The famous Robola wine is native to Kefalonia and recent archaeological excavations have shown that grape cultivation was known in Greece as far back as Neolithic times. Today, with an annual production of 500 tonnes, Robola is exported throughout the world
Vineyards can be found throughout the island of Kefalonia with the most significant ones in the Omala Valley in the centre of the island which contains the Robola appellation zone, the Paliki peninsula and in the south of the island. The individual vineyards are small with low yields. Most of the grapes grown on the island are for winemaking with the rest going for currants. Around 90% of the grapes grown are white varietals with a small quantity of red grapes attracting interest because of their superior quality.
The vine thrives on poor limestone and gravely soils and grows best at mid to high titletiitudes. Flowering begins at the end of March and peak ripeness is reached from mid-August to mid-September
The Robola Cooperative currently comprises of 300 members situated in the Omala and Troyiannata area, which is known as the Robola Zone. The Cooperative was formed in 1982 to promote Robola and to protect the interests of the grape growers in the appellation zone and is the largest wine making concern on Kefalonia.

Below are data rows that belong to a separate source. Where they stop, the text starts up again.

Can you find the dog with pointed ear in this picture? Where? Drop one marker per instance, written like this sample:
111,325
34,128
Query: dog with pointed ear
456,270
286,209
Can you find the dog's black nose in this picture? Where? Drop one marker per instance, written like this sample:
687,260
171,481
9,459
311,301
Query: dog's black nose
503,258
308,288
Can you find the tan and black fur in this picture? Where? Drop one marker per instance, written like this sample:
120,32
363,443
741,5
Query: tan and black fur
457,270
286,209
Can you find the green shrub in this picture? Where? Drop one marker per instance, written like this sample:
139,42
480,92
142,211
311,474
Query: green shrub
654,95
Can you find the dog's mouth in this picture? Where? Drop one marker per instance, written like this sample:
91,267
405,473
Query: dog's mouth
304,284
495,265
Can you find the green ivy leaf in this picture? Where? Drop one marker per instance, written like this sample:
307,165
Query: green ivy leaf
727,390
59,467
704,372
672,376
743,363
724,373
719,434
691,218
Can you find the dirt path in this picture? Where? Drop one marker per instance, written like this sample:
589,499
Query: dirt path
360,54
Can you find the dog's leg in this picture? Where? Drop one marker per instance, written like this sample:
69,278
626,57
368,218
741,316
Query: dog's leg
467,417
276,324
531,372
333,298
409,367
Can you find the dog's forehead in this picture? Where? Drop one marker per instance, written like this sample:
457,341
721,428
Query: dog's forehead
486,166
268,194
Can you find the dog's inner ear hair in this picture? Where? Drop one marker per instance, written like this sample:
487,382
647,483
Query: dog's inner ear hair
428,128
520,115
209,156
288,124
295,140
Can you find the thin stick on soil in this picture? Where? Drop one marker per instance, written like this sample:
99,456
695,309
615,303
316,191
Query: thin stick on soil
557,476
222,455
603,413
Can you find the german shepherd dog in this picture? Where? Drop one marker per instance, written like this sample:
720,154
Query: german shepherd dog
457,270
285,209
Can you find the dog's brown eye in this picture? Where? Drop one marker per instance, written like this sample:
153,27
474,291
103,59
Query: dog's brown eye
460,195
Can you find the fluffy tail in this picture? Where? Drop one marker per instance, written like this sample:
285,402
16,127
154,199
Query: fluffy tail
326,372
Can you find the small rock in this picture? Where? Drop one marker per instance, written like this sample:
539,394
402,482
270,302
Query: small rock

The first gathering of grapes was made in 1983, when bottling and marketing first began. In 1987 the Cooperative acquired its own winery, located in the center of the Robola Zone, at an altitude of 410 meters, just below the slopes of Mount Aenos and beside the Monastery of Saint Gerassimo, patron Saint of Kefalonia.
The winery, which is located a leisurely 20 min drive from Argostoli, is open to the public every weekday (including Good Friday, but except Christmas Day and New Years Day) for free tastings and purchases, 9am till 3pm. From May 1st to October 30th the winery is open 7 days a week from 9am to 8pm.